Total solar eclipse wows in Latin America

Many people wore masks to curb the spread of COVID-19, though they crowded together in some places in Pucon and in other areas of La Araucania, 700km south of Santiago, the Chilean capital.

“It was worth the two minutes,” witness Diego Fuentes, who traveled south with his family to see the eclipse, said.

“I liked it a lot and it was good that there were clouds because we could see it a little without glasses,” said Catalina Morales, a girl who watched with her father, Cristian Morales.

He described it as “spectacular, a unique experience.”

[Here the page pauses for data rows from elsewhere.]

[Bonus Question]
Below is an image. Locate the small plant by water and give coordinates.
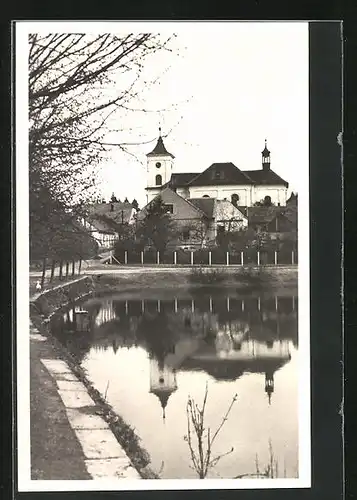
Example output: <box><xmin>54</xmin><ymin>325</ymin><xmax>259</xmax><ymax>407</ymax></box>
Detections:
<box><xmin>189</xmin><ymin>267</ymin><xmax>224</xmax><ymax>285</ymax></box>
<box><xmin>184</xmin><ymin>384</ymin><xmax>238</xmax><ymax>479</ymax></box>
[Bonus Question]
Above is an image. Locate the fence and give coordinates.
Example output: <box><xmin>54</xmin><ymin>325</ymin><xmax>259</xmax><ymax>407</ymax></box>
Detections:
<box><xmin>114</xmin><ymin>248</ymin><xmax>298</xmax><ymax>266</ymax></box>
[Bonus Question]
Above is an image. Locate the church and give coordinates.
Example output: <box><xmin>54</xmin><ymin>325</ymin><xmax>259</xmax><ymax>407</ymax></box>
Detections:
<box><xmin>146</xmin><ymin>129</ymin><xmax>289</xmax><ymax>207</ymax></box>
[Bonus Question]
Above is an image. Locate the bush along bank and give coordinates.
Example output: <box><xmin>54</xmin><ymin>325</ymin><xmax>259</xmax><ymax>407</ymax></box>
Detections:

Solar eclipse in Buenos Aires, Argentina, on December 14, 2020.
Solar eclipse in Buenos Aires, Argentina, on December 14, 2020. Credit: NurPhoto/NurPhoto via Getty Images

Thousands jumped and shouted happily in the drizzle when the sun was completely covered by the moon and then silence descended for a few moments.

People again screamed and whooped excitedly when the sun appeared again.

During the brief period of darkness, only the lights of mobile phones were visible.

People observe the solar eclipse over South America
Skies were clear in northern Patagonia, where people watched the moon briefly block out the sun. Credit: REUTERS

About 500,000 people of the Mapuche ethnic group live in La Araucania and traditionally believe the eclipse signals the momentary death of the sun after a fight with the moon and leads to negative fallout.

Community member and head of an Indigenous foundation that promotes development Diego Ancalao noted a total solar eclipse in July 2019 was followed by civil unrest in Chile and the coronavirus pandemic.

Experts said the eclipse was partly visible in several other Latin American countries, parts of Africa and the Pacific and Atlantic oceans.

The next total solar eclipse in Chile is expected to occur in 28 years.

Another is expected to be visible in Antarctica by the end of 2021.